THE VERSATILE CAULIFLOWER
Cauliflower should always be high up on your detox grocery list, as this cruciferous vegetable will bring heartiness and versatility to your cooking. Cauliflower is so versatile that is can be converted into a variation of “rice” and can even be used as a base for flatbreads or pizza crusts, which are a great alternative to grains.
I partnered with a wonderfully innovative chef, Doris Choi, to create The Fresh Energy Cookbook in 2012, as well as an innovative cooking school and a number of other projects. This was such an exciting time for me, as Doris provided the recipe genius and innovation to create hundreds of recipes using the dietary principles that I have taught over the past two decades.

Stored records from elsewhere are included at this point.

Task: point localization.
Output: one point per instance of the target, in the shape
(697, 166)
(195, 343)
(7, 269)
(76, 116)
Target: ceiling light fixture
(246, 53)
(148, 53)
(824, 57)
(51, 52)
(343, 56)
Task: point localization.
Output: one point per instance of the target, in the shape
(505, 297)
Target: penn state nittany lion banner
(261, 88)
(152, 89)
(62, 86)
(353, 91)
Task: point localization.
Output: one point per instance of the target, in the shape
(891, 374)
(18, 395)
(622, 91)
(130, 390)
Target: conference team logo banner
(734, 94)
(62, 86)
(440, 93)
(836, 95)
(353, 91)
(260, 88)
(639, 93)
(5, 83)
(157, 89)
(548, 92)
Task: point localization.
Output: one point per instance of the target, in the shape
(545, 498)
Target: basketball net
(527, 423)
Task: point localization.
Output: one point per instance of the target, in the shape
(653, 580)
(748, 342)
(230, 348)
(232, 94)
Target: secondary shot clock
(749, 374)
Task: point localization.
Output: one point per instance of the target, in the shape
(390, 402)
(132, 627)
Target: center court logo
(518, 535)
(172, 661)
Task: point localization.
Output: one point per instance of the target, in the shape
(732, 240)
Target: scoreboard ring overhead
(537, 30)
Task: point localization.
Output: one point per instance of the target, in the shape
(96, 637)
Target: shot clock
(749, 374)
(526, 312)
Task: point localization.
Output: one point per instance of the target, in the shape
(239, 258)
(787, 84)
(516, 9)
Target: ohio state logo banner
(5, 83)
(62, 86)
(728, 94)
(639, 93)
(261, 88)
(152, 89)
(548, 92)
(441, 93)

CREATING THE CAULIFLOWER PIZZA CRUST
One of Doris’ great innovations was the cauliflower pizza crust, which has become such a popular, healthy alternative to a grain-based pizza crust. This pizza crust recipe first appeared in the pages of The Fresh Energy Cookbook. This is one of the most gratifying recipes in my repertoire. My clients get so excited when they discover they can actually have pizza on the detox diet.

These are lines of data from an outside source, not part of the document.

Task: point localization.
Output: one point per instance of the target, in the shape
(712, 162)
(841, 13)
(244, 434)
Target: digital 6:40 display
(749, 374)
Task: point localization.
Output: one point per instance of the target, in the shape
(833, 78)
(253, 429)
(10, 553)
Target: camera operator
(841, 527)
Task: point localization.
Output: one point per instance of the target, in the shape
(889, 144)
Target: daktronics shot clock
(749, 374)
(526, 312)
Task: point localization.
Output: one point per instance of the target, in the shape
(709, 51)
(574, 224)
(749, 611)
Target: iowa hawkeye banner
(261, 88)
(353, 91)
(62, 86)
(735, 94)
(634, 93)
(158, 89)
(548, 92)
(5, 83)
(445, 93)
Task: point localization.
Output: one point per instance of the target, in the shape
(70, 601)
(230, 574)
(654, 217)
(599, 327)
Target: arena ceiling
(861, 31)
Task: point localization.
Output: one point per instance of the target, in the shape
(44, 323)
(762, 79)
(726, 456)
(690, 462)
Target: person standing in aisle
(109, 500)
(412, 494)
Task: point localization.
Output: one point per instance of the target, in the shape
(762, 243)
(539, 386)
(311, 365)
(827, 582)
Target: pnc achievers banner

Some people find it very difficult to digest cruciferous vegetables such as cauliflower raw, and consuming too much may produce gas and bloating. This is easily remedied by breaking down the cellulose by blanching, steaming, or roasting such vegetables before consuming.

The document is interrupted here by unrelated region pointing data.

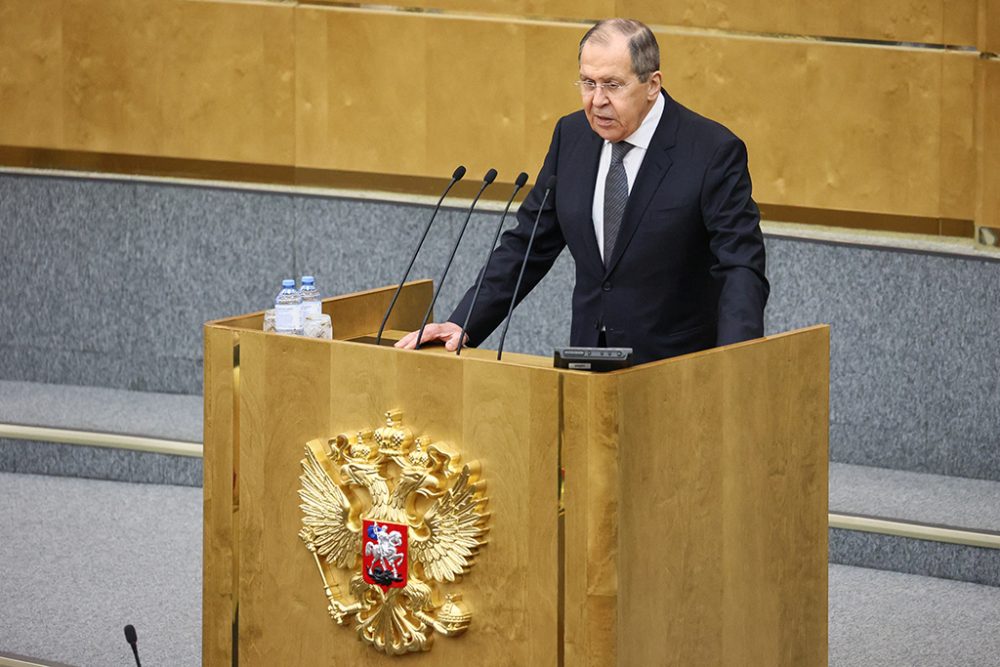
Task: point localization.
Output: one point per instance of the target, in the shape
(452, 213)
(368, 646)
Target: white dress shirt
(633, 160)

RECIPE: THE CAULIFLOWER PIZZA CRUST
4 cups cauliflower “rice”*, steamed and excess moisture removed using a cheesecloth
½ cup goat cheese or goat feta cheese
1 egg, lightly beaten
1 teaspoon dried oregano or za’atar
Pinch of paprika (optional)
Preheat the oven to 400ºF and line a baking sheet with parchment paper.
Combine all the ingredients in a large bowl and transfer the mixture to the baking sheet.
Shape the mixture into a flat circle, keeping it ⅓-inch thick.
Bake for 25-30 minutes until the “dough” feels firm.